北朝鮮が「それなりに民生を安定させ」ると同時に「アングラ経済への関与を止め」るようにさせる、しかも「政権の国民に対するメンツ」が立つ二様にする、そのための「カネ」が一体どの程度になるのかは簡単には算出できません。
そうではあるのですが、中国は「鴨緑江の安定」の代償として何らかのカネは出すでしょう。また、桁は違うでしょうが、ロシアも出すのではないかと思います。また、韓国は経済力に限りがありますが、一種の当事者として出せるだけの金は出すでしょうし、政治的にも出せる状況です。トランプも、ディールの一部として出すでしょう。
問題は日本です。北朝鮮は、日本に対して「韓国の朴正煕政権が60年代に受け取ったカネ」と同じような「植民地化への謝罪・賠償ニュアンスのカネ」は、当然受け取れるものと思っていると思います。また、今回の「危機の処理のカネ」としても、支払能力のある日本からは「取れるだけ取れ」という思いはあるでしょう。
だからこそ、現時点では短距離ミサイルの廃棄などは言っていないし、拉致被害者に関しても冷淡な発言を続けています。どちらも、日本向けのカードとして切るつもりなのでしょう。
では、日本は払えるのでしょうか?
世論としては非常に抵抗があると思います。ですから、例えば、ポスト安倍として野党とまでは行かなくても、自民党内で比較的リベラルな政権が成立したとして、「核危機の出口」の一環として大金を出すということになれば、大きな反対が起きるのではないかと思います。

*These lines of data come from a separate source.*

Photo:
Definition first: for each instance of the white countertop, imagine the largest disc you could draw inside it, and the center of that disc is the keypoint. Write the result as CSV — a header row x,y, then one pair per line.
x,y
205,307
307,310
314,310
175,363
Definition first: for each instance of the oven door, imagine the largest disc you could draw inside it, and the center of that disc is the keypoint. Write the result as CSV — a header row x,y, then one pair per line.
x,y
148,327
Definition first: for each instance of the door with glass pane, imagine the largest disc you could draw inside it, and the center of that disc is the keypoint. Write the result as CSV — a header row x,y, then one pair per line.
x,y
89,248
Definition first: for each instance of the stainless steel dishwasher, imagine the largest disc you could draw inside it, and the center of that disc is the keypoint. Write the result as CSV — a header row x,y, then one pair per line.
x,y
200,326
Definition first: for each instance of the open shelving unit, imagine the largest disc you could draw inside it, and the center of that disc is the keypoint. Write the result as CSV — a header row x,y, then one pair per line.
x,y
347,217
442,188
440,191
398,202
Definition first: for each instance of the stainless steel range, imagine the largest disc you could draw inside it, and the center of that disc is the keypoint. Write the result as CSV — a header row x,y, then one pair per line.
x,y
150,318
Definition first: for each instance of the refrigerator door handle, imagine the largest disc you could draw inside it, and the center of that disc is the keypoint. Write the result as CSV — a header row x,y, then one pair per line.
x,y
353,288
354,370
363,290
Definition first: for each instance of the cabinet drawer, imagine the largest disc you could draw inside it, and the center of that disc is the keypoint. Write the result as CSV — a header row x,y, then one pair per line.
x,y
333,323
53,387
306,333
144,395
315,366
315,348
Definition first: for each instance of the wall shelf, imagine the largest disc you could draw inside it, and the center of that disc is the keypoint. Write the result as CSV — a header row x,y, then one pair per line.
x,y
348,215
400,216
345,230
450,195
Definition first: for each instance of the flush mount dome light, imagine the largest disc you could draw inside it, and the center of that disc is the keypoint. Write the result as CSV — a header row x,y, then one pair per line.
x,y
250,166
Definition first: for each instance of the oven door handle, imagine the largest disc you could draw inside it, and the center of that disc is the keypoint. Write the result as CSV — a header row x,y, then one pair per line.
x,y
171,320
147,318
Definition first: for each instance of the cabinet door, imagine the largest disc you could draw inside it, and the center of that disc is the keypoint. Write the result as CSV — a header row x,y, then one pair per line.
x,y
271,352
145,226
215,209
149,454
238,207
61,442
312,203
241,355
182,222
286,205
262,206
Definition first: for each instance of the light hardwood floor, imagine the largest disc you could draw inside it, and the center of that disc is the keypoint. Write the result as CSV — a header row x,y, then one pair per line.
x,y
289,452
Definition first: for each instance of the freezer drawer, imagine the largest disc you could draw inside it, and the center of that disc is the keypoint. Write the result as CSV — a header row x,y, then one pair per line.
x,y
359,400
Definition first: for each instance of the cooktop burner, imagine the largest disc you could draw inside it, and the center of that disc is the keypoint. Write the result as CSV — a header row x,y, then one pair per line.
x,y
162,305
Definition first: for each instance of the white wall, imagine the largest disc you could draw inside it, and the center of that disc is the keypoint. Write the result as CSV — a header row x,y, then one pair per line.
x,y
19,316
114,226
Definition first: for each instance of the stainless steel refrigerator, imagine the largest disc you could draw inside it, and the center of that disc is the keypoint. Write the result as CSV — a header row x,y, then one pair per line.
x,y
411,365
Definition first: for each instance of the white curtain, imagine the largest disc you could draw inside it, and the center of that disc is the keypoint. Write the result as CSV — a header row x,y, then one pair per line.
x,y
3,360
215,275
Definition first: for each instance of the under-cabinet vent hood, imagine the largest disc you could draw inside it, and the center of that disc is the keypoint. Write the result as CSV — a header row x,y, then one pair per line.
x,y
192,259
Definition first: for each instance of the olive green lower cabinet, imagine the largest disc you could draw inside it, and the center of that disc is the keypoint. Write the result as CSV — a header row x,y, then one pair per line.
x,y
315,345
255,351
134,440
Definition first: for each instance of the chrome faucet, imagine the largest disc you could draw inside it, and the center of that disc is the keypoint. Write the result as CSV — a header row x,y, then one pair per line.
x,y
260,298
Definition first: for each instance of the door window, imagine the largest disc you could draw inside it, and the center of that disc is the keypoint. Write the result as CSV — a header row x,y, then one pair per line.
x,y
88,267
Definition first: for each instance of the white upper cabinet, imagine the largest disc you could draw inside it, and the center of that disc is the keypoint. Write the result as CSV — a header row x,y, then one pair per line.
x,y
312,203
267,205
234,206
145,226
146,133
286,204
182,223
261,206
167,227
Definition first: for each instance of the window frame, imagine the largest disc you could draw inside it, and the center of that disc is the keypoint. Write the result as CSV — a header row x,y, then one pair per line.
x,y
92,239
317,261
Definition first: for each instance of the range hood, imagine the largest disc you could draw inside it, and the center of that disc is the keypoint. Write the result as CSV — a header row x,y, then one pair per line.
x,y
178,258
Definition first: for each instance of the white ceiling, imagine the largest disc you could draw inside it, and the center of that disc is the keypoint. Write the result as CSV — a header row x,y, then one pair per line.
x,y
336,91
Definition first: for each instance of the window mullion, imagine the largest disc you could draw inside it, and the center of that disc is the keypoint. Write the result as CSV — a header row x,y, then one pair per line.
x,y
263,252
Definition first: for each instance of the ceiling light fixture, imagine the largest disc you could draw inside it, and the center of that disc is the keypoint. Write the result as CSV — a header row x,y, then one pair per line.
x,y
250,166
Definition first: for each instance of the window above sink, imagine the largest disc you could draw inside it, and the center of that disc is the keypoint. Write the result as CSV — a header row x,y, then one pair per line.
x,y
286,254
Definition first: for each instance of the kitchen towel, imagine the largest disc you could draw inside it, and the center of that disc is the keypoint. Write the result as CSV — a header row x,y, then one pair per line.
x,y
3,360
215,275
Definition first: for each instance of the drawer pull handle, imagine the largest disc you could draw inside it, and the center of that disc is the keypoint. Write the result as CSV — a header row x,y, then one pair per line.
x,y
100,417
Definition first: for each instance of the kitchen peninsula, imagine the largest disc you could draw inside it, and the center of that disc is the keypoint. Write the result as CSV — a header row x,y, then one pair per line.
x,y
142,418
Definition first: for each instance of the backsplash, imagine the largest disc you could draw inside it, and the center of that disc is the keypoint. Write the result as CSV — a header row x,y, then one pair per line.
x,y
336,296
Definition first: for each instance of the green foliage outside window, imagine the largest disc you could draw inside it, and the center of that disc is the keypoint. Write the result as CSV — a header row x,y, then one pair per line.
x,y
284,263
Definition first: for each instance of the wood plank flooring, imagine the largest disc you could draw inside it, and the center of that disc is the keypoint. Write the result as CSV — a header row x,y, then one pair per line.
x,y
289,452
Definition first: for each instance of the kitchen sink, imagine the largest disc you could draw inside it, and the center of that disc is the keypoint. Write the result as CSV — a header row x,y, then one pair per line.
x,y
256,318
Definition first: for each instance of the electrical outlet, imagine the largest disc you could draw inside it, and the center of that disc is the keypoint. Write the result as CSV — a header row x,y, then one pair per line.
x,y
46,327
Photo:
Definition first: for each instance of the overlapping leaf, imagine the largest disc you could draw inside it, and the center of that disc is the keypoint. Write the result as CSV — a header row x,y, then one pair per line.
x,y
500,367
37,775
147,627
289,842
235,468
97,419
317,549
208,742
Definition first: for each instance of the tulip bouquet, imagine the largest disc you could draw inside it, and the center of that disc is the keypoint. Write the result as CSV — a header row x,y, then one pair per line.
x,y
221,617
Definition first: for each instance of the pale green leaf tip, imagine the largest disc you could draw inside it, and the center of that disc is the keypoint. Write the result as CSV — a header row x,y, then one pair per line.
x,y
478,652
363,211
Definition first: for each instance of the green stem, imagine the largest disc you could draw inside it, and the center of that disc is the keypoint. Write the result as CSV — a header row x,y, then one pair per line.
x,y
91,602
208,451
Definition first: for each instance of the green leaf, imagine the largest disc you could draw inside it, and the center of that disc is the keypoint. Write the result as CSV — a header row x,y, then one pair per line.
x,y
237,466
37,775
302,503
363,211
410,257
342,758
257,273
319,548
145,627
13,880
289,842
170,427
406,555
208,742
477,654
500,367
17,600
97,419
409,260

一つの考え方としては、北朝鮮に対する強硬イメージを政治的に維持してきた安倍政権なら「どうしても国際社会との協調」をする中で「カネを出さねばならない」という場合に、他の政権とは違って比較的「出せる」のではということが指摘できます。
原籍が左で国際協調の政治家が、国際協調のために多額の金を出そうとすれば、自国優先という右の世論の反発で動きが取れなくなる一方で、原籍が右の、例えば安倍政権が国際強調を狙ってカネを出す場合は、比較的抵抗が少ないというわけです。
勿論、法外な額を吹っかけられた場合は毅然として拒否するという選択もあるのでしょうが、その場合も、国際的孤立というような罠にハメられないために、事前に問題を察知して落とし所へ持っていく戦略性は必要でしょう。
いずれにしても、この核危機の「本当の本筋」はカネの話であり、今週の南北会談のあたりから、その本筋がジワジワと見えてくるのではないかと思われます。